Wednesday, December 30, 2009

San Ramon Street Sighting - 1965 Chevrolet Impala

With General Motors in a state of constant turmoil and the parade of brands getting the axe, one nameplate sticks in everyone's mind when they think of GM: Chevrolet. It's easy to forget amid all the chaos of a really screwed-up economy that there were once brighter times.
Times were good for GM in 1965. Fullsize Chevys like this '65 Impala 283 accounted for 15% of ALL car sales in the United States that year. Chevy's fullsize lineup included the base-model Biscayne, midrange Bel Air and Impala, and top-of-the-line Caprice in its first appearance. Unlike previous model years, all '65 fullsize Chevys had six taillights (models lower than Impala received only four lights).

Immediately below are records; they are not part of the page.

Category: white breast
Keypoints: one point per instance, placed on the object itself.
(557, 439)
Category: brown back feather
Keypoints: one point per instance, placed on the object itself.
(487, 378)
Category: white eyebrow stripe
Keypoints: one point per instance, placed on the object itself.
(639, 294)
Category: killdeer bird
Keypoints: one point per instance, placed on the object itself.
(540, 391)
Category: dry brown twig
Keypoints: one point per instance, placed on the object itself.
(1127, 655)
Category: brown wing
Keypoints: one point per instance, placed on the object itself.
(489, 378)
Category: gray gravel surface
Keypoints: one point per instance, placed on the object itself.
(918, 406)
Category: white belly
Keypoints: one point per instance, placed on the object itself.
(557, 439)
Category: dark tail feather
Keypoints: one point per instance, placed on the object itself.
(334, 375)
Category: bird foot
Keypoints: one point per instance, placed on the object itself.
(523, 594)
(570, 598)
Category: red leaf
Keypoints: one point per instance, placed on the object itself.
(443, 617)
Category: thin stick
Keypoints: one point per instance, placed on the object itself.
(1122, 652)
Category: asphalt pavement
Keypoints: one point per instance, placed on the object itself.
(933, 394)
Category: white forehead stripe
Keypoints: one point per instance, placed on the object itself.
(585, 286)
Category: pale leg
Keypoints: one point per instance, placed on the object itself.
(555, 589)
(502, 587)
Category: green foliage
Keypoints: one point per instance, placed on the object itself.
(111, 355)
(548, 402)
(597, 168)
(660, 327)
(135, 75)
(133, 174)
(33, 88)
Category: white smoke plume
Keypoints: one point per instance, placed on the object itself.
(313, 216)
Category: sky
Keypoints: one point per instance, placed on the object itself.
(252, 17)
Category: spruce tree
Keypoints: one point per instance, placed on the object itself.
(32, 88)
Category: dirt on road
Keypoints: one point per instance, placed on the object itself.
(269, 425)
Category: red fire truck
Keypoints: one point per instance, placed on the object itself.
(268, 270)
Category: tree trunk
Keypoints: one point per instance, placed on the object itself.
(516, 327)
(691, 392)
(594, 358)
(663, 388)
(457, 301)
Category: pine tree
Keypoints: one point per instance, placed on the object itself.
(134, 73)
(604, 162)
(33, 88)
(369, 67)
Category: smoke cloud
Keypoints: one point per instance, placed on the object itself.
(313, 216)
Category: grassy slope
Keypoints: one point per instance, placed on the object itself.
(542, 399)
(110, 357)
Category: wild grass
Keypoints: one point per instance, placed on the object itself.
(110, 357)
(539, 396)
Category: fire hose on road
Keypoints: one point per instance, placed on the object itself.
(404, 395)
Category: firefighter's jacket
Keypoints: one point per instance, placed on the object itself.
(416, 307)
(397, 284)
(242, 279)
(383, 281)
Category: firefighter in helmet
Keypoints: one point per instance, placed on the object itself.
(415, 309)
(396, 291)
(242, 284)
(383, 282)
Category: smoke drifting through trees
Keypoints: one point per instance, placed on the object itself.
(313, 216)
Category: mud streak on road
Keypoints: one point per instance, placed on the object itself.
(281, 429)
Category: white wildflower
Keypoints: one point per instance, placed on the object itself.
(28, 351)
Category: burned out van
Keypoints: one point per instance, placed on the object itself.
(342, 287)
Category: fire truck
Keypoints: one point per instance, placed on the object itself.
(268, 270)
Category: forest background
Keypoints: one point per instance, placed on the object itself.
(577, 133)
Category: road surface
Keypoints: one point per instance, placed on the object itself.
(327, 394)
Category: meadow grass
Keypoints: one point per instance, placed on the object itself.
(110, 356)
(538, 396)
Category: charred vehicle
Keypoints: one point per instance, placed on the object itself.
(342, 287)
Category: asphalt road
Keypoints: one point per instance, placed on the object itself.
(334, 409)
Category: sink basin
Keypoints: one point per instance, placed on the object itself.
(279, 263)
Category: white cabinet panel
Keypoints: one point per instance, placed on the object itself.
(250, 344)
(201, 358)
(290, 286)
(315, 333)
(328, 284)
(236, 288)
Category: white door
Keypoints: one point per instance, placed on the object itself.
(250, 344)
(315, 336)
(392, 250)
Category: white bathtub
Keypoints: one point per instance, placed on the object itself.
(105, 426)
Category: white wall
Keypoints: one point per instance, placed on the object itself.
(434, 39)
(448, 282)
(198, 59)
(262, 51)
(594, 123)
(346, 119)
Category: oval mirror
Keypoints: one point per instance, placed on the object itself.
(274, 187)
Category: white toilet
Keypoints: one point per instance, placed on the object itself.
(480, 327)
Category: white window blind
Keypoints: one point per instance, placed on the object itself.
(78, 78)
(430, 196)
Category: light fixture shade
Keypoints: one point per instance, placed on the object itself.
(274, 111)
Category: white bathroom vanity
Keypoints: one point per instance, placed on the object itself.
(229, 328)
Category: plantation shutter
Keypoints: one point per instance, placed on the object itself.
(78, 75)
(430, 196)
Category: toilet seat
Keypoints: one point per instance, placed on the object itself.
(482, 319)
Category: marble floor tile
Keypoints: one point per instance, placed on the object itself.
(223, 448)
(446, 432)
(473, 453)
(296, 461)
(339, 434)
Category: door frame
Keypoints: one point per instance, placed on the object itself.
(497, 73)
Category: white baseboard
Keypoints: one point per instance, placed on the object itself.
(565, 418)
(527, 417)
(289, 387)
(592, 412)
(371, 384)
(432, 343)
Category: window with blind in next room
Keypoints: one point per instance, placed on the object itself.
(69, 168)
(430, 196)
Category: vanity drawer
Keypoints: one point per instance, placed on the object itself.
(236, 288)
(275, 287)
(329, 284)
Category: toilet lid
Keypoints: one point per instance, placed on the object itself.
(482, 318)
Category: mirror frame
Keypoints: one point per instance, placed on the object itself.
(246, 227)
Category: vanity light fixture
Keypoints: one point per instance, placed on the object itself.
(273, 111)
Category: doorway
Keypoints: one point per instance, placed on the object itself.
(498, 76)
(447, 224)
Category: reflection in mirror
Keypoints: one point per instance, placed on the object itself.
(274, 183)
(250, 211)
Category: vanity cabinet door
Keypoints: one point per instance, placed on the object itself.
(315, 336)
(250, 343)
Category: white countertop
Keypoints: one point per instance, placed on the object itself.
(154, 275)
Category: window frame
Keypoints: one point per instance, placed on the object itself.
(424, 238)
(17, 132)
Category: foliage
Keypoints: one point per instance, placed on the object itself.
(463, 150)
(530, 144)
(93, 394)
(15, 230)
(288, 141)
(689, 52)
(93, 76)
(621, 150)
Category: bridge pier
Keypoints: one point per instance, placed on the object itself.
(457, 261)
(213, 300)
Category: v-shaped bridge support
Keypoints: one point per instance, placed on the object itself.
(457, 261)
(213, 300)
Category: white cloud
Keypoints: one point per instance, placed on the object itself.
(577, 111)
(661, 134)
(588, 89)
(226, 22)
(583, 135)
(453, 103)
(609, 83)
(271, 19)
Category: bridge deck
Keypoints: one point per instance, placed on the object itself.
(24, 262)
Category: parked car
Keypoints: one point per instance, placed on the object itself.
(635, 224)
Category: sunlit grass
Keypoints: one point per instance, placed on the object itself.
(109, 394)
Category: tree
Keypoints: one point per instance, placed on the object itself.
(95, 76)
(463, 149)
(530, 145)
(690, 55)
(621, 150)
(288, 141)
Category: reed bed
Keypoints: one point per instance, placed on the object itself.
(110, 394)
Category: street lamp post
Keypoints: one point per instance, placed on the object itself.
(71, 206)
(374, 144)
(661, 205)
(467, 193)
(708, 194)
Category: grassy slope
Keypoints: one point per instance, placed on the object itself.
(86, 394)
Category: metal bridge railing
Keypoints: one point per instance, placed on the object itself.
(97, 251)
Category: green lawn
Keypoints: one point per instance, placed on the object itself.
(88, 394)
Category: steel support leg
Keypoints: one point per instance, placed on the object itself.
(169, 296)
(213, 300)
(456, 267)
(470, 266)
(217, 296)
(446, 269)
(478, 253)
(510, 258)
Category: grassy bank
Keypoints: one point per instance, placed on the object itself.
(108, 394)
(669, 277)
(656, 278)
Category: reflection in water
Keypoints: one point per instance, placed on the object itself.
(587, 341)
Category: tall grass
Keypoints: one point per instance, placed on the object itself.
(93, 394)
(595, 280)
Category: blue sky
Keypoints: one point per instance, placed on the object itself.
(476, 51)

The design of the '65 model was basically all-new on the outside. The slab-sided early-60s models gave way to a Coke-bottle shape, at least in the rear quarters. The new car was sleeker and cleaner than the '64 it replaced. For some reason, though, the 1964 Impala would go on to be the favorite among the lowrider crowd. I always liked the look of both cars, though I questioned the placement of the taillights on the trunklid for a long time.
This one is equipped with the 283 cubic inch V8 engine, the base V8. You could get up to a 427 in these cars, and even that probably wasn't terribly quick. These weren't muscle cars. They were intended primarily for everyday use, cruising and carrying families. It's a great big car rolling on what appear to be very small wheels, but they're probably 14 or 15 inchers. I rather like the look of those five-spoke rims and skinny whitewalls on it. The car sports a stock aqua or blue vinyl interior, which looks good except for a small-diameter chain steering wheel straight out of a lowrider. I appreciate that the body has been kept stock and in good condition, with all badging and details in place, right down to the 283 badges. Most lowrider touches have wisely been avoided.
Okay buddy, lose the chain wheel and you've got a darned nice driver. Paint the faded red and black trim accents and you've got a real winner. Keep it clean!